Il contratto di convivenza – Legge n. 76/2016 in vigore dal 5 giugno 2016

I conviventi di fatto possono disciplinare i rapporti patrimoniali relativi alla loro vita in comune mediante la stipula di un contratto di convivenza redatto in forma scritta a pena di nullità, con atto pubblico o scrittura privata con sottoscrizione autenticata da un notaio o da un avvocato.
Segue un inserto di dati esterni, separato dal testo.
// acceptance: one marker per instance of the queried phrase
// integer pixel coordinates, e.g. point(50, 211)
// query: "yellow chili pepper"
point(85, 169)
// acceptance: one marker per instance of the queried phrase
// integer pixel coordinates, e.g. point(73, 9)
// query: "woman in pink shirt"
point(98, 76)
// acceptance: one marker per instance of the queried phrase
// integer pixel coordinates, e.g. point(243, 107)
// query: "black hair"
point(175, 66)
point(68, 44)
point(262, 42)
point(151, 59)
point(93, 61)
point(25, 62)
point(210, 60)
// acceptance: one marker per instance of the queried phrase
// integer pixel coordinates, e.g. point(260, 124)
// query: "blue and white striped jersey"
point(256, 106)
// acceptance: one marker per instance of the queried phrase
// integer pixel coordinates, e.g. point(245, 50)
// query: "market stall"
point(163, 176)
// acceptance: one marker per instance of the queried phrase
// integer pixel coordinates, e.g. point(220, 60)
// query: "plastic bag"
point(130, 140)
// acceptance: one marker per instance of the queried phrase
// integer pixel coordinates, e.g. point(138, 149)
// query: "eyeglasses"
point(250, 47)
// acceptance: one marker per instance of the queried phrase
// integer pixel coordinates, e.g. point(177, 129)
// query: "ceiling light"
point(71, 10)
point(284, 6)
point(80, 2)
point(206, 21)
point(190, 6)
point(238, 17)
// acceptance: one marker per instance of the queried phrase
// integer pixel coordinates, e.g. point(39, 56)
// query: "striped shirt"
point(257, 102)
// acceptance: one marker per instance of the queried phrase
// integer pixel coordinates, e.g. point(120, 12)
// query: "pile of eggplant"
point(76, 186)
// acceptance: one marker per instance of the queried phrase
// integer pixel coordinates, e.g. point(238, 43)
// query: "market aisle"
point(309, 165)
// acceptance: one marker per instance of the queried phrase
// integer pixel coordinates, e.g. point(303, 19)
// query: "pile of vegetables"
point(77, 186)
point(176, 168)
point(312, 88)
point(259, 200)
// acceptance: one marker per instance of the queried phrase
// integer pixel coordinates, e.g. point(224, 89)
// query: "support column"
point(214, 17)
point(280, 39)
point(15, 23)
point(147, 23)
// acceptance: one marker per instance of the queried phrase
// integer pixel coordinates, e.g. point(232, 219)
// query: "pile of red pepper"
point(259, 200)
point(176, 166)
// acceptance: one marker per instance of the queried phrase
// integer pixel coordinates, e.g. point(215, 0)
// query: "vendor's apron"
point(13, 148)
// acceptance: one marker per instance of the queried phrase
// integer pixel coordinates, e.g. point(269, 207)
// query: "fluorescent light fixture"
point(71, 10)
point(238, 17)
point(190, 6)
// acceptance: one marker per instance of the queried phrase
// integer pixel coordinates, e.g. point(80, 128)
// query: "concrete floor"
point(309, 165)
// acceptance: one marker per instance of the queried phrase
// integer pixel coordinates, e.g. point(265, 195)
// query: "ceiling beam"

Successivamente, il professionista deve provvedere a trasmettere il contratto al Comune di residenza dei conviventi per l’iscrizione all’ufficio anagrafe.

Il contratto può contenere:

  1. indicazione della residenza dei conviventi;
  2. modalità di contribuzione alle necessità della vita in comune, in relazione alle sostanze di ciascuno e alla capacità di lavoro professionale o casalingo;
  3. il regime patrimoniale della comunione dei beni, salvo diverso accordo tra i conviventi.

Il contratto non può:

  1. essere sottoposto a termine o condizione;
  2. essere concluso in presenza di un vincolo matrimoniale, di un’unione civile o di un altro contratto di convivenza;
  3. essere concluso da persone non maggiorenni; contratto da persone vincolate da rapporti di parentela, affinità, adozione oppure essere stipulato da più di due persone.

Le cause di risoluzione del contratto di convivenza sono le seguenti:

  1. accordo delle parti;
  2. recesso unilaterale;
  3. morte di uno dei conviventi;
  4. matrimonio o unione civile tra i conviventi o tra un convivente e altra persona.

Occorre, infine, evidenziare che qualora le parti decidano di risolvere il contratto di convivenza è necessario che si rivolgano ad un professionista.